University of Indianapolis English Professor Mary McGann is retiring this spring after 22 years at UIndy and four decades in higher education, but she’s not done teaching yet.
The Fulbright Scholar Program‘s presidentially appointed board has selected McGann for a prestigious Senior Lecturer award that will send her to Poland’s University of Warsaw for the 2012-2013 academic year. Sponsored by the U.S. Department of State, the Fulbright program was established to build mutual understanding between the people of the United States and those of more than 150 participating countries.
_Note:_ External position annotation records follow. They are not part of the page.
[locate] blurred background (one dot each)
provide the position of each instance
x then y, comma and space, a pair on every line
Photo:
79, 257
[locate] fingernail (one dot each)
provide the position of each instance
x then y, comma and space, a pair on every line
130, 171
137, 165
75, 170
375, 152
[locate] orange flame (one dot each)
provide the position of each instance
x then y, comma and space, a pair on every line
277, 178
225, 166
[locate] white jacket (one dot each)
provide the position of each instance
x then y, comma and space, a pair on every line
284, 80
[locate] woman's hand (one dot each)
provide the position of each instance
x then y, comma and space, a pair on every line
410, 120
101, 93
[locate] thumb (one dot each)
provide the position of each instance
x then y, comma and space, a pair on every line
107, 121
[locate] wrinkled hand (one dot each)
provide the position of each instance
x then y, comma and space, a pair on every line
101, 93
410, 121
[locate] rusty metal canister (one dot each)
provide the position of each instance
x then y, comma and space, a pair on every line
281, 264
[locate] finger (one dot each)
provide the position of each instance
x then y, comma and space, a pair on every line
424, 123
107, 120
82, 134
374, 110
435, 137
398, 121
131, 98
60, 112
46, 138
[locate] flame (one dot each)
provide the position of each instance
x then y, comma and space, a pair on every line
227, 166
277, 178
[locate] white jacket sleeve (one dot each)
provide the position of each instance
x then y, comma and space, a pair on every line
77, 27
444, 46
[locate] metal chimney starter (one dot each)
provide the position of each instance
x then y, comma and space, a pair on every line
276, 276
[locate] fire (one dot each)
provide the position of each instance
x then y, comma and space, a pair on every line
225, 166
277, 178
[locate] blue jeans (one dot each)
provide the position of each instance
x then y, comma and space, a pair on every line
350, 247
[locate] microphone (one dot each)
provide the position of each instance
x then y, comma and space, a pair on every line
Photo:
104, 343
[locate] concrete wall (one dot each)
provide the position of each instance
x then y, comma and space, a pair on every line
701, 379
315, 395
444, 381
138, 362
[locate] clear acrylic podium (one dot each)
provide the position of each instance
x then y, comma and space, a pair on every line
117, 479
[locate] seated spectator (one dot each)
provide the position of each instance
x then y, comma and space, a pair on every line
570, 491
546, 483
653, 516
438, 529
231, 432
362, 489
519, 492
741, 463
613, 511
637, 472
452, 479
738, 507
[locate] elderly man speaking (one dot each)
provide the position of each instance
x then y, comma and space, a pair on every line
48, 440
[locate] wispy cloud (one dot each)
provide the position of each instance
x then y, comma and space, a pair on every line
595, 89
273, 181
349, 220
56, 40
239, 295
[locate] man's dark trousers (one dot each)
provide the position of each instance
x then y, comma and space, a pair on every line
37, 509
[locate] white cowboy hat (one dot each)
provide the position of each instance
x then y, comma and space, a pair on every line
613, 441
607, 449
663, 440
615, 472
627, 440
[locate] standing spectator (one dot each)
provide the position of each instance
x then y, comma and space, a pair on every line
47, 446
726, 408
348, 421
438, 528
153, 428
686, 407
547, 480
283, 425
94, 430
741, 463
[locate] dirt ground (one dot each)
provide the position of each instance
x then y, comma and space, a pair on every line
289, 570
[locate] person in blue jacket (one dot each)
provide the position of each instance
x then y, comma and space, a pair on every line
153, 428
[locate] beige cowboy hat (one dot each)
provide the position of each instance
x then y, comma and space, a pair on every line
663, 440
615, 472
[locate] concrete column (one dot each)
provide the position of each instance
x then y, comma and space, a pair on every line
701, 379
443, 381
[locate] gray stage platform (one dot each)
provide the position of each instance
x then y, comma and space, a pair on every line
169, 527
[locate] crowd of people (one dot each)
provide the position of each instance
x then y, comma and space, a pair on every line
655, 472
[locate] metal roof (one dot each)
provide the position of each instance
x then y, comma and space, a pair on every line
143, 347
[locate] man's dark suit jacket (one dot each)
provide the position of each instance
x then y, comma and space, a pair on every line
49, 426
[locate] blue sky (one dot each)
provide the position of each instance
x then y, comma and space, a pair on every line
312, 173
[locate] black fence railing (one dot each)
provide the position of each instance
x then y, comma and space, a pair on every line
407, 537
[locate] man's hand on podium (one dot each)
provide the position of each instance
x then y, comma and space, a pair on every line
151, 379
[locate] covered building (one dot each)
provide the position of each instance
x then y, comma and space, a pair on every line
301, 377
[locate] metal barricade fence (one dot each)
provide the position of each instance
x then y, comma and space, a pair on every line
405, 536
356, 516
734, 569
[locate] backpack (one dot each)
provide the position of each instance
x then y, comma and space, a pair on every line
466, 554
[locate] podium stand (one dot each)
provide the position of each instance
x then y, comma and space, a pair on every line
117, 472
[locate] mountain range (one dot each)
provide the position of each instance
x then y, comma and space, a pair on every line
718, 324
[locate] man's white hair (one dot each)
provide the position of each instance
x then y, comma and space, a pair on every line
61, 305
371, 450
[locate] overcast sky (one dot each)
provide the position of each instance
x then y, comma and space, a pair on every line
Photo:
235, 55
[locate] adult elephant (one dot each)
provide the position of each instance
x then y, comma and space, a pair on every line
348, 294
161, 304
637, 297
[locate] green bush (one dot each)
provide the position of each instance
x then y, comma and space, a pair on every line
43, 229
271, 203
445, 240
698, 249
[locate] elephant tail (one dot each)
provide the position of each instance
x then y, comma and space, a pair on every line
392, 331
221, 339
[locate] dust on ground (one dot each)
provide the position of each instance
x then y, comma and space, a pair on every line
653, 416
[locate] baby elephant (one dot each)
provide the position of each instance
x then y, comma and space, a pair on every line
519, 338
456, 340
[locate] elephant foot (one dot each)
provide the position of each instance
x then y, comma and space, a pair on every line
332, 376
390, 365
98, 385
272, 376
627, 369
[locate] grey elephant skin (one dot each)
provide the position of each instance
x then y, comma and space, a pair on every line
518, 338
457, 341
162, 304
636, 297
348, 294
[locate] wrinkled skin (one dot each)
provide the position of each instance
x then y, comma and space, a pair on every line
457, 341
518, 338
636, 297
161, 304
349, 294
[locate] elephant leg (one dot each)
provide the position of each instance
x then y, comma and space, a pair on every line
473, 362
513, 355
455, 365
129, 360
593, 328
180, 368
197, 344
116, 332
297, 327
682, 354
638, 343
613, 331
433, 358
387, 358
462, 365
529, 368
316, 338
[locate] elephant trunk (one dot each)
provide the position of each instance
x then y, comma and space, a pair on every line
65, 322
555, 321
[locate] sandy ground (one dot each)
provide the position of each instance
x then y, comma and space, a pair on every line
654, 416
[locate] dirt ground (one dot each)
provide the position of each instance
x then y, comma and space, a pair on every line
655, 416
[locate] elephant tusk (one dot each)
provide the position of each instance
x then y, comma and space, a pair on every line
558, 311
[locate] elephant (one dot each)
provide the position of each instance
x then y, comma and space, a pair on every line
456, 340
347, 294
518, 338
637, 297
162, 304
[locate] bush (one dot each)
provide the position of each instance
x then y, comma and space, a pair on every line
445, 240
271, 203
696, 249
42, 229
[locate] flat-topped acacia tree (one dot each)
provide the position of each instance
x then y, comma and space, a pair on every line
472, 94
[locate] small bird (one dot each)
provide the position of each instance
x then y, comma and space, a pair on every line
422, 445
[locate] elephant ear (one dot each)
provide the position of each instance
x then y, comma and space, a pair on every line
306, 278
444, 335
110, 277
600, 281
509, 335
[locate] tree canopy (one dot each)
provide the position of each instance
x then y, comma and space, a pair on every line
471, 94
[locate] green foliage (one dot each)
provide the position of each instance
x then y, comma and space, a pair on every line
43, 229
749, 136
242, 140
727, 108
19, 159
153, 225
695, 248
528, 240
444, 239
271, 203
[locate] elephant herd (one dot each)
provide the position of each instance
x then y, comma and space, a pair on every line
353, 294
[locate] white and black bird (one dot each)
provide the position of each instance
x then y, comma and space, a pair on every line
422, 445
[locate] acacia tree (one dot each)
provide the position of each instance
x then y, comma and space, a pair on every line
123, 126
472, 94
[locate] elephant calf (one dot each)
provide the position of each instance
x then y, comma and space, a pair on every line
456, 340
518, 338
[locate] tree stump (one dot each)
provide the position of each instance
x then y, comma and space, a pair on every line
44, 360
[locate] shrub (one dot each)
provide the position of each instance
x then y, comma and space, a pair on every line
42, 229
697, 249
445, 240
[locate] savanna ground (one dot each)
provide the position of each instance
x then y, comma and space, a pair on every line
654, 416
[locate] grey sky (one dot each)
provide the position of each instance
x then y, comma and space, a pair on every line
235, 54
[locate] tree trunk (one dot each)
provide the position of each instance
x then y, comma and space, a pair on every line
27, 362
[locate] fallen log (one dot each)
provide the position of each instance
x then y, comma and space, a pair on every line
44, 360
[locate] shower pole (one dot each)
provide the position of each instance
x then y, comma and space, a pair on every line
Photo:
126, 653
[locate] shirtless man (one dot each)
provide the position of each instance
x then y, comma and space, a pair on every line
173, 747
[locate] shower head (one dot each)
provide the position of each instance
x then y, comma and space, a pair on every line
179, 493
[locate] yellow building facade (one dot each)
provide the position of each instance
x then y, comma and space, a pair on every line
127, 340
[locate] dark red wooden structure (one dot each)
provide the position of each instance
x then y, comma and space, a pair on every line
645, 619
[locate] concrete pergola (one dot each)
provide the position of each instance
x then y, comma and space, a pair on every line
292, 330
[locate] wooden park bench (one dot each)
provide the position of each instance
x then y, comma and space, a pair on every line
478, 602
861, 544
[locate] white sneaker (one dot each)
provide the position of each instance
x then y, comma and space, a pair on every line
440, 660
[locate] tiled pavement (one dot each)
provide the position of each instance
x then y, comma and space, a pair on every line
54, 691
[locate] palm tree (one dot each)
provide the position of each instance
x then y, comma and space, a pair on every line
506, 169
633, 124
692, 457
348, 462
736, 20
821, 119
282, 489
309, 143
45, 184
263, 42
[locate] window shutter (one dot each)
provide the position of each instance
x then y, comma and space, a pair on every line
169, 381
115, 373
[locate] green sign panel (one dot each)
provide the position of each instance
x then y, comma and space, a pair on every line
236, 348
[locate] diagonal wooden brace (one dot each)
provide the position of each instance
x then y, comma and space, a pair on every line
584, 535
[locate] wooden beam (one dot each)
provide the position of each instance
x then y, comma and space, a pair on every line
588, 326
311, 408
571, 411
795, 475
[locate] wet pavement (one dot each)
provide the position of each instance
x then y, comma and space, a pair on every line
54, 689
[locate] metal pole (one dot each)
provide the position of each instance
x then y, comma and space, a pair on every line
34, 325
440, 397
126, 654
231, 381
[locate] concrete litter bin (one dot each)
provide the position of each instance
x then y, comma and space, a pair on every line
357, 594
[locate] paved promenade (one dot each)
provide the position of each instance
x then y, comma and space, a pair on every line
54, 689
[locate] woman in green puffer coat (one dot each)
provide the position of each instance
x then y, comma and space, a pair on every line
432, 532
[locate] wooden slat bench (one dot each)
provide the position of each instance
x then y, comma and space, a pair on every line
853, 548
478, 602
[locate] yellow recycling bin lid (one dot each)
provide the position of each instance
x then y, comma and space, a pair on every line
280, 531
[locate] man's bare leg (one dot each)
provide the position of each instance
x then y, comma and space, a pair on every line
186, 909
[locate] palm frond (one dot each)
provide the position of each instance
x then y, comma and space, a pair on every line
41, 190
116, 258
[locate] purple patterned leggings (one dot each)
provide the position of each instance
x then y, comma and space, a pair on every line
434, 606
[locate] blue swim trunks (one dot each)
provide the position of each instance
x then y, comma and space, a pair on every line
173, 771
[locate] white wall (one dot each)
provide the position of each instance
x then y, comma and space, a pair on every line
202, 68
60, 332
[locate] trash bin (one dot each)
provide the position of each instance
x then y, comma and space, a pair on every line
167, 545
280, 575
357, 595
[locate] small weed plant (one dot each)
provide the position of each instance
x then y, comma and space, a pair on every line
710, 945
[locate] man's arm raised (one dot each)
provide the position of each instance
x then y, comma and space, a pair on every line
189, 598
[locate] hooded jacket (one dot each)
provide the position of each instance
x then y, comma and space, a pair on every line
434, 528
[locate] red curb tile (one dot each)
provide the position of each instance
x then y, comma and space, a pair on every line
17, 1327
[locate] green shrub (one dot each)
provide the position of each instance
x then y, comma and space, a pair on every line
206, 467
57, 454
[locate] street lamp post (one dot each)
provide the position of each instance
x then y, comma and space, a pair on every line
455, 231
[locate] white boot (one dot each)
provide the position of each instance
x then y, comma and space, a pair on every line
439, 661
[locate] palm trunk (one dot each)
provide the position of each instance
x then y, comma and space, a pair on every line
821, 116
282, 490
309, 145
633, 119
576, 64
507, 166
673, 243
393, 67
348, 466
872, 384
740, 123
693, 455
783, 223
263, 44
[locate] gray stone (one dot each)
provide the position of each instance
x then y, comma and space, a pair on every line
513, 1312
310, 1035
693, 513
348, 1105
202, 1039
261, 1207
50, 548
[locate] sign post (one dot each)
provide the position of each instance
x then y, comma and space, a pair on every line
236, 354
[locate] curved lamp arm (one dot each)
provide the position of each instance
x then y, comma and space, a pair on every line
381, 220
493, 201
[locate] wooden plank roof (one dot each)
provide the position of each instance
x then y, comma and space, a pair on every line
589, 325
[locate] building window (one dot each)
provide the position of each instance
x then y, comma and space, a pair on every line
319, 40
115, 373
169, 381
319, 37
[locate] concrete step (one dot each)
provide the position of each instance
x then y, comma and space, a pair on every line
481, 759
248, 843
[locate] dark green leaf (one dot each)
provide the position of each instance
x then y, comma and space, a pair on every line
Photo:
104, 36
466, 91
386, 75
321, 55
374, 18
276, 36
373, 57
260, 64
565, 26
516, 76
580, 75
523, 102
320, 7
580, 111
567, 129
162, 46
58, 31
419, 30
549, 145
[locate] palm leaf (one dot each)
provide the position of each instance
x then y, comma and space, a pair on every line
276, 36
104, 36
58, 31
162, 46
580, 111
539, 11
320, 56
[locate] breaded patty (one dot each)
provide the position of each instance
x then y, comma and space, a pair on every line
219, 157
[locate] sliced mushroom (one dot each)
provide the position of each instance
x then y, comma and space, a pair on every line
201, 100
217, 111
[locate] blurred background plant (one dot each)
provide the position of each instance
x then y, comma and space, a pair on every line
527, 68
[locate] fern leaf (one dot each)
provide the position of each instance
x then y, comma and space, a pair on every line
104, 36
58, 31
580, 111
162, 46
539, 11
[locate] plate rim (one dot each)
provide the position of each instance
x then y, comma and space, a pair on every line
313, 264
Past award recipients have included heads of state, CEOs, ambassadors, artists and 43 Nobel Prize winners.
McGann will be teaching at Warsaw’s American Studies Center, where she served as associate director in the early 1980s. She and her husband arrived there just as the Soviet-backed government was cracking down on pro-democracy groups and instituting a two-year period of martial law. Store shelves were empty, and most Americans left the country, but McGann made many friends with whom she has stayed in touch.
“It made an indelible mark on us,” she says, noting that Poland now has one of the most stable economies in Europe. “This is kind of a homecoming for me, although it’s a very different country from the one I left.”
Her Fulbright award, administered by the Council for International Exchange of Scholars, includes a stipend and allowances for travel, housing, books and other educational materials. McGann’s work there will include supervising master’s theses, teaching a basic survey of American literature and also teaching the literature of the Native American experience, an idea she proposed.
A Bloomington resident, McGann joined the UIndy faculty in 1990 after teaching at Rhode Island College and Indiana, Cincinnati and Ohio State universities. She has taught several times at UIndy’s Athens Campus in Greece and in the university’s joint degree program at Ningbo Institute of Technology in China, and she leaves the Indianapolis campus with fond memories.
“Of all the schools I’ve taught at, this is the one where I’ve really gotten to know my students,” she says.